The link between serious health effects and tobacco was noted as early as the 18th century, and scientific breakthroughs in the 1920s and 30s drew the specific connection between smoking and lung cancer. By the early 50s the causal connection to lung cancer was considered a scientific certainty, both in academia and within the tobacco industry’s own research. When the first major lawsuit was filed in 1954, legal experts at the time believed it would be the first in a series of lawsuits to take down the tobacco companies. Instead, through the use of medical experts disputing the facts, legal experts disputing the law, and lobbyists blocking reform, the tobacco industry enjoyed 300 legal victories until their first major loss in the courtroom, in 1992.

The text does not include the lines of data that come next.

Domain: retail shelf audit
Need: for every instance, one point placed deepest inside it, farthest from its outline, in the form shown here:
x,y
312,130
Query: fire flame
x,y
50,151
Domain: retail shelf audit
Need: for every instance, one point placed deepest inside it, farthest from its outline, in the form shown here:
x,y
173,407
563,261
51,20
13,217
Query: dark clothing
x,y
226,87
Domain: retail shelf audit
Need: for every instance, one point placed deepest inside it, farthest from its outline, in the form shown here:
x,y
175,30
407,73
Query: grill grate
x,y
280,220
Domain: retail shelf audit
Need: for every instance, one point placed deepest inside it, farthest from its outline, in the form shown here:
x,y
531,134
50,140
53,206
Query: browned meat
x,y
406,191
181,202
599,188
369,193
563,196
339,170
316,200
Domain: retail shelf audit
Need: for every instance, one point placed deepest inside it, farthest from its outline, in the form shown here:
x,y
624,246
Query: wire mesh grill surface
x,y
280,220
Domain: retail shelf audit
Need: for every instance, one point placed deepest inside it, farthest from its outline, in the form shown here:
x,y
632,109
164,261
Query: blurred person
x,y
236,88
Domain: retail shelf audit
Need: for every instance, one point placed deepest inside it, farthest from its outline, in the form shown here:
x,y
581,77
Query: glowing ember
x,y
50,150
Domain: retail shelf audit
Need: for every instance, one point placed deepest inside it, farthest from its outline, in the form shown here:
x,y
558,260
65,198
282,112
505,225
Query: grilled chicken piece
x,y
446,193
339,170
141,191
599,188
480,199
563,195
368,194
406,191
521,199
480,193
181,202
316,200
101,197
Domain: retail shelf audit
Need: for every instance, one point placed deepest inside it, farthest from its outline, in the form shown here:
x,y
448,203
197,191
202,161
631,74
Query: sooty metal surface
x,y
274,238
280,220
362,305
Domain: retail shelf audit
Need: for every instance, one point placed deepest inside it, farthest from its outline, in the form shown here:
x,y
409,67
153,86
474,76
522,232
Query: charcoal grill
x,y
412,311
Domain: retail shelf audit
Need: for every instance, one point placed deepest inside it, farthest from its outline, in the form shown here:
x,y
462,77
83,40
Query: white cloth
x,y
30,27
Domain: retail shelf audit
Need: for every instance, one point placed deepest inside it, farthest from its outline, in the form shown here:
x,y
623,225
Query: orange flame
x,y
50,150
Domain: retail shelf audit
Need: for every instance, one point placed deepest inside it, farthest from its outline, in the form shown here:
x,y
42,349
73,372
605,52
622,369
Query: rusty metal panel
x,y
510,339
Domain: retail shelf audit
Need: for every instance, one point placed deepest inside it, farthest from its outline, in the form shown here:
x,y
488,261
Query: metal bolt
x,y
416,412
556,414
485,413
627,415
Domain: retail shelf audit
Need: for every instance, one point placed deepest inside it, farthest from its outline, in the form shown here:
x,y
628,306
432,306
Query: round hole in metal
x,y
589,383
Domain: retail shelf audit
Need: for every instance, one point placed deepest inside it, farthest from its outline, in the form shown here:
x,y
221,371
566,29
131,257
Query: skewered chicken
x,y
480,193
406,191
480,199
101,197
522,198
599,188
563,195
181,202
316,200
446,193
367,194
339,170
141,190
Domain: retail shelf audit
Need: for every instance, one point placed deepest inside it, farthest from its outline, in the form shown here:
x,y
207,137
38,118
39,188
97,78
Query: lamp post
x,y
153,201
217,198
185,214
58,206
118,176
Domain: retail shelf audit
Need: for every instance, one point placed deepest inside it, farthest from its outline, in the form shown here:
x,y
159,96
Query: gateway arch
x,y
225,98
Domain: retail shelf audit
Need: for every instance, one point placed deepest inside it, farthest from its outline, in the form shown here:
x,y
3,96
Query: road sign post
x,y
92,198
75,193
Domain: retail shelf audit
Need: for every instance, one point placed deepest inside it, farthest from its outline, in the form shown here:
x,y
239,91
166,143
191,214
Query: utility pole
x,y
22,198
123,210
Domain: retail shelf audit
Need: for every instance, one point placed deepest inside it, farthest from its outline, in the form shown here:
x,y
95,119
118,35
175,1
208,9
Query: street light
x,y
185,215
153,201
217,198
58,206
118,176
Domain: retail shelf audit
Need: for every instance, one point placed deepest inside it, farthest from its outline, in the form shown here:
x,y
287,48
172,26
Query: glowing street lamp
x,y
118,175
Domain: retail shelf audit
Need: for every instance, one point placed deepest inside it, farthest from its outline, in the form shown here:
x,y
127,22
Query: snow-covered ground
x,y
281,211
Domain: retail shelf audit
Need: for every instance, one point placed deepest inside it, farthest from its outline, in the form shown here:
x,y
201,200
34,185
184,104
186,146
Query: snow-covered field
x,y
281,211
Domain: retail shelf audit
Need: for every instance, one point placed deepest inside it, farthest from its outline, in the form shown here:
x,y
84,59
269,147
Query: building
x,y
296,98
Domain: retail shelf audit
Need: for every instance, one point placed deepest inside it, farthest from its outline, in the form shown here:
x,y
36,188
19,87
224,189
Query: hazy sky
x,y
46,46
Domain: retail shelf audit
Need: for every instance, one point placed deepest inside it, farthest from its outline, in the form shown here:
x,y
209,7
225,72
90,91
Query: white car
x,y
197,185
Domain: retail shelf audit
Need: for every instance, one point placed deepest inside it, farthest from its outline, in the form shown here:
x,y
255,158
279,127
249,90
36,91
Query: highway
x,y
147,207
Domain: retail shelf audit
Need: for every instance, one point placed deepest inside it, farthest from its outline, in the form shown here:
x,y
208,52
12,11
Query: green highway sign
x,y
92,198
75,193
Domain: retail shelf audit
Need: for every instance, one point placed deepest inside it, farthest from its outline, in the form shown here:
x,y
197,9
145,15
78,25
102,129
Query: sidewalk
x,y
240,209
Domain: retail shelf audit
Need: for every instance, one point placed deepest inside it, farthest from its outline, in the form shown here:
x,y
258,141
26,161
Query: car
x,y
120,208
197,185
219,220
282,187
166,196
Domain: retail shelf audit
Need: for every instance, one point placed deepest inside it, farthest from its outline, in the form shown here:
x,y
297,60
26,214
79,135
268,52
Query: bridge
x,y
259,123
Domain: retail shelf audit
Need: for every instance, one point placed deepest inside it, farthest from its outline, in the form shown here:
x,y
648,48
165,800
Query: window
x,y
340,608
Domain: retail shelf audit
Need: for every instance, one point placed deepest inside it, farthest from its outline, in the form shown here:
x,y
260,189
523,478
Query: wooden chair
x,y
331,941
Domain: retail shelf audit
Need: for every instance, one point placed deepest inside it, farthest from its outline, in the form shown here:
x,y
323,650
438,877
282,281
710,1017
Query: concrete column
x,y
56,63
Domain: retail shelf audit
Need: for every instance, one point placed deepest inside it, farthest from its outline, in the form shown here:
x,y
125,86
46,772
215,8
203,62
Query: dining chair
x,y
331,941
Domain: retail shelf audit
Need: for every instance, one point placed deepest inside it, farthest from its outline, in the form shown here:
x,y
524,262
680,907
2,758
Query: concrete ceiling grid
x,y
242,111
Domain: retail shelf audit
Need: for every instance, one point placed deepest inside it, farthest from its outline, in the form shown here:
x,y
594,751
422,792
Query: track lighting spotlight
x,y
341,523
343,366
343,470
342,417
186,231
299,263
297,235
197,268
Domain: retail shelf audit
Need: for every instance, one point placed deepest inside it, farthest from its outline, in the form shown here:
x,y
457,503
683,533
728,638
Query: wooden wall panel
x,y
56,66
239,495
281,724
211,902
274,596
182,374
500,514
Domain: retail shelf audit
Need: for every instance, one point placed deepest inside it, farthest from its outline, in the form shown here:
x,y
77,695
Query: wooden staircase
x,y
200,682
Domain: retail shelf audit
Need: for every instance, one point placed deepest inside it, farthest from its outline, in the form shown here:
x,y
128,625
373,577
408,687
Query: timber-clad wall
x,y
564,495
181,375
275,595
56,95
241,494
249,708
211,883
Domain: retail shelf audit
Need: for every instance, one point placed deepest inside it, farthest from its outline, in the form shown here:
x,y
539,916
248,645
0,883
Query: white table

Today, we are seeing the beginnings of a broad range of climate change lawsuits that seek to take on fossil fuel companies in a manner quite similar to the tobacco industry. And those who are quick to point to dismissals of some of the initial nuisance cases should consider those 300 tobacco cases diligently fought over the course of  nearly fifty years.

Conclusion

Lawsuits centered on climate change are not going away anytime soon, and a basic understanding and acceptance of climate science and its causes is the first step for judges to appropriately address the increasingly complex litigation. It is a fundamental responsibility for our judges to equip themselves with the knowledge to responsibly hear these cases. Judge Randolph is not alone in his climate denial, but the science of climate change will not make way for the conveniences of political beliefs. Ignorance of the facts may be an excuse in common law, but it’s no excuse for a federal judge.

Until we reach a resolution, I suggest adopting the wisdom of Justice Breyer:

“In this age of science, we must build legal foundations that are sound in science as well as in law. Scientists have offered their help. We in the legal community should accept that offer.”